COLUMN: The Valentine that means the most

  • Posted: Saturday, February 9, 2013 7:51 a.m.
Submitted photo
Outside of Valentine’s Day card
Submitted photo Outside of Valentine’s Day card

Remember those valentines we used to get in school?

The teacher would help make a mailbox for each student. Sometimes it was half a paper plate stitched, glued or taped to the facing side of a whole plate, creating a slot into which the valentines were placed.

Sometimes it was a brown paper lunch sack upon which we drew pictures of hearts and flowers. And sometimes it was an empty shoe box which we decorated, cutting a hole in the lid for classmates to drop in the cards.

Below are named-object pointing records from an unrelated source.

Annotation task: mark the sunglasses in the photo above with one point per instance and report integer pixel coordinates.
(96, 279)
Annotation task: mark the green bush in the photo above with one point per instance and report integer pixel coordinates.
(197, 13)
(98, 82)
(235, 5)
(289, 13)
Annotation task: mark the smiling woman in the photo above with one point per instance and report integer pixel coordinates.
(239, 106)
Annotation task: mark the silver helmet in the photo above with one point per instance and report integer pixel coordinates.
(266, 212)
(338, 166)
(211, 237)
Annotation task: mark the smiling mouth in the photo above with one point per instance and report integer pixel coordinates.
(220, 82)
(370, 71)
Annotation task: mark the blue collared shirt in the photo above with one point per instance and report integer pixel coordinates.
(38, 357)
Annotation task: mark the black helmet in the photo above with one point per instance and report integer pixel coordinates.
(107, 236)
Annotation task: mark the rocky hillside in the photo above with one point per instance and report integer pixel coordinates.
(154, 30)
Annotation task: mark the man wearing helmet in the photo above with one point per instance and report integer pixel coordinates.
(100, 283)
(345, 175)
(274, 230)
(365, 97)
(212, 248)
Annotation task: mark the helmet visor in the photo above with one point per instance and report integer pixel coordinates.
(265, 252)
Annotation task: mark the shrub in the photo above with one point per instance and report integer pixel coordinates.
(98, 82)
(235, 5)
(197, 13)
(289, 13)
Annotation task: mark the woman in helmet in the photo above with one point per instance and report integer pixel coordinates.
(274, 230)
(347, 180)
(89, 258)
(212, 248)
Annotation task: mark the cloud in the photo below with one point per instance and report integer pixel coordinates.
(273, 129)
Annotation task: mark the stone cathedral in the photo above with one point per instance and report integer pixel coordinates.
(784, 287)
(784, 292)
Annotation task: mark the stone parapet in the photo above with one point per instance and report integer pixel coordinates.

Everyone went to the dime store or another shop where class-size packages of valentines were sold. Then we carefully looked through the assorted cards to make sure that we didn’t give the girl we liked one that was intended for the teacher.

After putting a name on each of the little envelopes and a card inside, we carried them to school on Feb. 14. At the appointed time we went down the row of previously made mailboxes and matched cards with the names on the boxes and dropped them in.

Part of the fun was to read over each valentine after we got home to see what the cute girl on the third row said on her card and to chuckle over what our best friend said to us.

As important as those cards were – for a day or two at least – during elementary school, they soon became part of the stuff with which we could part. At some point when our moms told us to clean up things and throw away what we would never use again, the valentines found their way into the trash and out of our memories.

Did any of us keep the valentines from school? Or valentines from any time for that matter?

I know I didn’t. Except for one. And it was the most special valentine of all.

My wife and I got engaged soon after we started dating – the third weekend to be precise. And we got engaged on Valentine’s Day.

If we stop there, it sounds quite romantic. Ahh, love at first sight and a proposal on the most love-filled day of the year. But I was (and still am) anything but romantic in the way I deal with matters of the heart. It’s not that I don’t care or don’t want to impress in that way, I just don’t know how.

My idea of a marriage proposal came out as, “I want to marry you sometime.” It was in the middle of a Godzilla movie on late night TV at my parents’ house the weekend I took Mary Lou home to meet them. That it happened to be on Valentine’s Day was merely a coincidence.

When the sun rose that morning and we got ready to go to church, the woman to whom I had just become engaged walked over to me in the living room. In her hand was a large envelope. She reached out and handed it to me.

The card inside had a drawing of an obviously 1970’s young woman (short dress, purple tights, orange shoes) and the words, “Valentine – I really gotta hand it to you!”

The inside of the valentine read, “… cause I’m too shy to say it!!!” And there was that same young woman. Her visage had changed, however. Her eyes were closed, she was blushing slightly and she was holding out a small card with a heart on it and the words, “I love you!!”

Yes, this was the same day that we had agreed to marry. But prior to that day we had never used the “L” word. We were smitten with one another, but in the brief time we had known one another, that word had not been uttered.

Now, there it was in my hands written in a valentine that she had gotten prior to our weekend in Aiken. I was touched and still am. It is now 42 years later, and I still have that card. Of all the cards that I was given before and all that I have received since, none compares to that simple card with the wide-eyed young lady.

In a mere 18 words (I didn’t mention the “Happy Valentine’s Day” at the bottom of the inside message) she said all that I would need to know about her feelings toward me – then and now.

I had been told that I would know when the real one came along. On Feb. 14, 1971, I knew.

Happy Valentine’s Day to my one and only.

Jeff Wallace is the retired editor of the Aiken Standard.